The Flexibility Double Standard

27 November 2012
Knowledge, Symmetra


Prospective dads and partners can now apply for paid time off work when their new baby is born. Eligible fathers are entitled to two weeks paid leave under the federal governments Dad and Partner Pay scheme, as of 1 January 2013.

The leave itself is not a new entitlement, but the payment is. Under the national employment standard, eligible fathers and partners were already entitled to three weeks’ unpaid leave.
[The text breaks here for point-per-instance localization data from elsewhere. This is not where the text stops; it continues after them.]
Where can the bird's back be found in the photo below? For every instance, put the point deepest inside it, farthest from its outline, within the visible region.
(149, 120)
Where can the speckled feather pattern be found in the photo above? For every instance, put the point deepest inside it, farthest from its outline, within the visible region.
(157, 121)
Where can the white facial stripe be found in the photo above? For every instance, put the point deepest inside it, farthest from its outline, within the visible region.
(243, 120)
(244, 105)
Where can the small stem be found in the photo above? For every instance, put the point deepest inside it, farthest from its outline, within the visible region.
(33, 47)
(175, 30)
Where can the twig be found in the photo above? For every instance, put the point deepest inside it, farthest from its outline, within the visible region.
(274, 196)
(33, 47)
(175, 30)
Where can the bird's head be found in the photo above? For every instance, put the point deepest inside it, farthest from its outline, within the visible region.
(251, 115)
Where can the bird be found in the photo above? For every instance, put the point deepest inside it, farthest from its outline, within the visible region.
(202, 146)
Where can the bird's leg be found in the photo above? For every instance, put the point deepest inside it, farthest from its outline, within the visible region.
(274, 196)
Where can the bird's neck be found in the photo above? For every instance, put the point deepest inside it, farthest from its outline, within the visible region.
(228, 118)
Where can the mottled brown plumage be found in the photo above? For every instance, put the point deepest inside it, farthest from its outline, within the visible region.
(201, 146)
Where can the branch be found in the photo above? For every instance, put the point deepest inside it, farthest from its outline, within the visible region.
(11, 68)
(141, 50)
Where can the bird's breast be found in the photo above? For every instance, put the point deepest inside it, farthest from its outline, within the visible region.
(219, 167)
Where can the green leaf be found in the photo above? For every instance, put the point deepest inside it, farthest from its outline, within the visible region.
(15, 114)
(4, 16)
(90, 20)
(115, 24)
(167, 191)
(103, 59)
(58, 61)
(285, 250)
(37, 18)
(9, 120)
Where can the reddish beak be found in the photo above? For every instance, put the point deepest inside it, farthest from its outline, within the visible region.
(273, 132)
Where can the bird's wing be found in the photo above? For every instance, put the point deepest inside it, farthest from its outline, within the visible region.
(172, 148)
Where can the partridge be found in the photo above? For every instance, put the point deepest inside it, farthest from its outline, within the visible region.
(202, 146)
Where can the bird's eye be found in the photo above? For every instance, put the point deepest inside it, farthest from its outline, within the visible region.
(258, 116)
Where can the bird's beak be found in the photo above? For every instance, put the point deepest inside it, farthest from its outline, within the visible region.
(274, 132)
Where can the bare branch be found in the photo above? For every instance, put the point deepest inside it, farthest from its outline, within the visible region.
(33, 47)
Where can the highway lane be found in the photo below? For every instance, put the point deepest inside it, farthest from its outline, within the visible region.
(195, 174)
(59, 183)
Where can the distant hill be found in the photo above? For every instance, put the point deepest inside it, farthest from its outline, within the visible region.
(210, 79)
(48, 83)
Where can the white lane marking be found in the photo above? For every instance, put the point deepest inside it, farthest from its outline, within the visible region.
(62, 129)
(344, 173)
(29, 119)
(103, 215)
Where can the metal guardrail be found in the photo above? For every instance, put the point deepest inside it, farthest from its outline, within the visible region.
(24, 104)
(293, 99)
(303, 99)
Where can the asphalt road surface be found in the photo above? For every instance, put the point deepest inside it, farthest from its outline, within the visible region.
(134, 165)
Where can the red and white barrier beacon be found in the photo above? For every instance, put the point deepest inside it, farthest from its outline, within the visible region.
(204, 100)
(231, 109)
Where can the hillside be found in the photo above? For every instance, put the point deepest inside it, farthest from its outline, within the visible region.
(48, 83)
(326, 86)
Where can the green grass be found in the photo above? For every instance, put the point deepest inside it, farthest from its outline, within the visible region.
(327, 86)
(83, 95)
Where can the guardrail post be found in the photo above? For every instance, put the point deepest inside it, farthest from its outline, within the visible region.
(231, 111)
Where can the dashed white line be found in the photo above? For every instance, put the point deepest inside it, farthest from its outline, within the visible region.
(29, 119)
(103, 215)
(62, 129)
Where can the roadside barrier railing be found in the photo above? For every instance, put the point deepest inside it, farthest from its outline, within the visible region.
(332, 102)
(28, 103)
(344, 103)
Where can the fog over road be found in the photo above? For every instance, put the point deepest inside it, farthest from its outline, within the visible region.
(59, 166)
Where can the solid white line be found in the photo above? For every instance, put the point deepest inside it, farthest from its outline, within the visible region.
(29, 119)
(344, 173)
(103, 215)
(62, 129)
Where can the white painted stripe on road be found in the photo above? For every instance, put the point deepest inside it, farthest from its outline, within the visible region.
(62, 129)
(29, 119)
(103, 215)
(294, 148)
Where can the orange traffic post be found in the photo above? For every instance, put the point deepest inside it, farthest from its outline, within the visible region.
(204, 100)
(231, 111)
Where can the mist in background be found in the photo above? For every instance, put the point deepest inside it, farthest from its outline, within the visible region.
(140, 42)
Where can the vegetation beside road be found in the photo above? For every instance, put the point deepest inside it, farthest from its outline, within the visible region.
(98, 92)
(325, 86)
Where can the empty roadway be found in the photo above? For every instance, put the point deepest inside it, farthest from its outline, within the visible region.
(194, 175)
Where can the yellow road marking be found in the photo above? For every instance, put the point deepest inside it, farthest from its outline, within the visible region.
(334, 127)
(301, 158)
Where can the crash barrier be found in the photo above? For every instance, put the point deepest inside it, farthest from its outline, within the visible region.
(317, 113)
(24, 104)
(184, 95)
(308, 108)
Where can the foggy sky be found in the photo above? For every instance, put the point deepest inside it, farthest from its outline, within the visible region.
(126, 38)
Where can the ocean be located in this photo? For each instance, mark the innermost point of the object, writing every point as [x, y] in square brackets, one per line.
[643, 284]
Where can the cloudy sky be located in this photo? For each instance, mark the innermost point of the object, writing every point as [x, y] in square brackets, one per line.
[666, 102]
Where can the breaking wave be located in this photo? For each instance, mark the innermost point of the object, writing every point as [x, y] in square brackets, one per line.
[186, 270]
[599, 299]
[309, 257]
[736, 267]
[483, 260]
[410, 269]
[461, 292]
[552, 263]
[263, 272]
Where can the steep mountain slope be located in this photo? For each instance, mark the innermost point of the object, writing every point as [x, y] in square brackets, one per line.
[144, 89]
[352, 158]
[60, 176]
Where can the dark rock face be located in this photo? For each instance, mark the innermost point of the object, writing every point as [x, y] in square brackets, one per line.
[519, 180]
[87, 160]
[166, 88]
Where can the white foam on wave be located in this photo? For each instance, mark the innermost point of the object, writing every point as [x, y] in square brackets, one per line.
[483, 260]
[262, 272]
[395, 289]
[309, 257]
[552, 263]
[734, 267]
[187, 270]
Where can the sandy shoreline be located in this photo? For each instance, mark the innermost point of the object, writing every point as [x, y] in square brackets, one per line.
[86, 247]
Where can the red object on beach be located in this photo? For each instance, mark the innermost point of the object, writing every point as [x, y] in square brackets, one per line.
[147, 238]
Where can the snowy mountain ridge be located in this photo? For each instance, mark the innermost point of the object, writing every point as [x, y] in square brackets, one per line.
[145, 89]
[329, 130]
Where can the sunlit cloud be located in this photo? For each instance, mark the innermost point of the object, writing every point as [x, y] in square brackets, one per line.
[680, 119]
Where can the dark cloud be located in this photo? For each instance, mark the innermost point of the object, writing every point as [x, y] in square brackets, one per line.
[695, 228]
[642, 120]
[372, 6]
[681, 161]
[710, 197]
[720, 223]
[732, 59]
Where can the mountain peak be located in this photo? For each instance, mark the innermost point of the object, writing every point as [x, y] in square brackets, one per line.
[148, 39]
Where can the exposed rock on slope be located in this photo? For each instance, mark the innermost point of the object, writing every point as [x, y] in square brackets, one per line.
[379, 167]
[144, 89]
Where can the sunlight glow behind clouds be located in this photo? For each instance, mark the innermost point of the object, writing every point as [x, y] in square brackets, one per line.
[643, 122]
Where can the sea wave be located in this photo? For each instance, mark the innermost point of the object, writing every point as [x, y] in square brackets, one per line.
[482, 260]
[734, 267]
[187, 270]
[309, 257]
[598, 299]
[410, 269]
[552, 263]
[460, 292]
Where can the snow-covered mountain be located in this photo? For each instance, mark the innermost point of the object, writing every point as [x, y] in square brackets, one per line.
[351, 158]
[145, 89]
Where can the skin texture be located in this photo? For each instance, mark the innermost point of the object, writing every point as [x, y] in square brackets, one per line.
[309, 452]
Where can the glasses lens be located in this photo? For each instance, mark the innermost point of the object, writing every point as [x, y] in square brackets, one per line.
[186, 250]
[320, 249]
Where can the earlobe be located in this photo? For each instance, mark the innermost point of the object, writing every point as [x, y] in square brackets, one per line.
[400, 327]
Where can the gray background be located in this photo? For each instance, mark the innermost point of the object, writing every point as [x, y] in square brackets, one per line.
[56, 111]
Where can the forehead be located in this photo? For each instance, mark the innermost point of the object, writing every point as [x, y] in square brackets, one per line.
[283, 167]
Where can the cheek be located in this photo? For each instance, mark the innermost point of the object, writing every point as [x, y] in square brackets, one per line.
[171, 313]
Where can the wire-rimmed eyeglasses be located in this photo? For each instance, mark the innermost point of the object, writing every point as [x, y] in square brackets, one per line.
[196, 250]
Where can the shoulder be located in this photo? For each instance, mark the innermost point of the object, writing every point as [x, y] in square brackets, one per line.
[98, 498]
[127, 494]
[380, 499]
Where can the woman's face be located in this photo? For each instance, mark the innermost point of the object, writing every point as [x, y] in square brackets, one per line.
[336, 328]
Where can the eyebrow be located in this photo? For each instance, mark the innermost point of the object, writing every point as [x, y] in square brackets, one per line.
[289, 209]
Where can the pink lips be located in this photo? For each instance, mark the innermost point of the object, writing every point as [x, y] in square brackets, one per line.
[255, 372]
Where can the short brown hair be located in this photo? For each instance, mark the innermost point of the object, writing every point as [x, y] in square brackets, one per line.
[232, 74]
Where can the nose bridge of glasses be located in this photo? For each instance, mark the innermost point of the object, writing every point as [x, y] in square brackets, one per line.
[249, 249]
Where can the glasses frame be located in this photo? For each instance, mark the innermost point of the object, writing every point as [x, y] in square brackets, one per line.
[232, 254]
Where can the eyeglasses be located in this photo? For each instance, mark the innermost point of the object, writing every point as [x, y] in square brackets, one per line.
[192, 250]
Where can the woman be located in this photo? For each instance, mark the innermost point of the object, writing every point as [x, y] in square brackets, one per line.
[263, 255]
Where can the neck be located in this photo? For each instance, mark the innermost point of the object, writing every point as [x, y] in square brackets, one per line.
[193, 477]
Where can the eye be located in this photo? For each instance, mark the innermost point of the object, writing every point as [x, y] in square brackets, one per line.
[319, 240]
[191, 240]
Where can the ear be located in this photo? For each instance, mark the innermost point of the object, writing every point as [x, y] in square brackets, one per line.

Eligible fathers will be paid at the national minimum wage – roughly $606 per week – for two of the three weeks.

The payment will also be available to adopting parents and parents in same-sex couples who share the role of caring for a child born or adopted from January 1, 2013. It is also means tested – fathers must earn less than $150,000 per annum in the previous financial year.

Families Minister Jenny Macklin, suggests that the new entitlement is a “’use it or lose it’ provision to encourage fathers and other partners to take some time off, and signals to employers that a father’s role in caring for a new baby is important.”

The Productivity Commission recommended providing paid leave for dads, arguing it would reduce the financial and emotional pressure on families and sends a strong signal that taking time out of the paid workforce to care for children was part of the usual course of life.

It also signals a shift in perception surrounding flexibility for men in the workplace.

Nevertheless, flexibility is most often thought of in terms a women’s role juggling her family and her career.  Not as much reverence is given to male workers who want to take time off to support their child at a cricket match or take a sick child to the doctor.

The effect of inflexible workplaces on men has been largely overlooked, inspiring a new report, Men Get Flexible! Mainstreaming Flexible Work in Australian Business.

The report highlights that men are burdened by the prospect of balancing their work and family/personal obligations. They are reticent to ask for flexibility, fearing that it will negatively affect their career prospects.

While 79% of young fathers would prefer to choose their start and finish times, only 41% actually do. Similarly, 79% of young fathers prefer to work a compressed work week, but only 24% do.

The report also indicates that 18% of men have seriously considered leaving their jobs because of a lack of flexibility. This figure increased to 37% for young fathers.

This makes sense given that only a small number of male leaders have engaged in flexible work arrangements in a meaningful way, thus proving that success and flexible work can coexist.

Despite this, having the flexibility to manage their family/personal life was in the top five job characteristics for all men, while for younger fathers it was the third most highly valued job characteristic.

As we know, flexibility drives productivity. A recent Regus report suggests that flexible ways of working are becoming more the norm as businesses and employees enjoy the personal and commercial benefits these practices afford.

Business managers across the globe report that staff have a better work/life balance and are more energized and motivated as a result of flexible working. It has thus become a key talent retention tool.

The Regus report provides hard evidence that businesses globally are convinced that flexible work helps companies overcome barriers for growth. The majority, 72%, of global businesses report that increased productivity is a direct result of flexible working practices.

However, if male leaders persist in not engaging in flexible work options for themselves, the implication is unmistakable: Only employees who spend long hours in the office will thrive.

Nareen Young, chief executive of Diversity Council Australia, says more men (64%) are now part of dual-earner families, which means they are expected to be more involved in parenting. On top of parenting responsibilities, 31% of men have elder care commitments.

With regard to employers, Young says, “flexible working arrangements should be standard practice, rather than merely the domain of mothers with young children.”

Thus, organisations need to promote and encourage an organisational culture that is more supportive of flexible work for men, coupled with a durable approach beyond parental leave.

As males disproportionately claim leadership positions, it is essential that they are involved in guiding organisational change with regards to flexibility.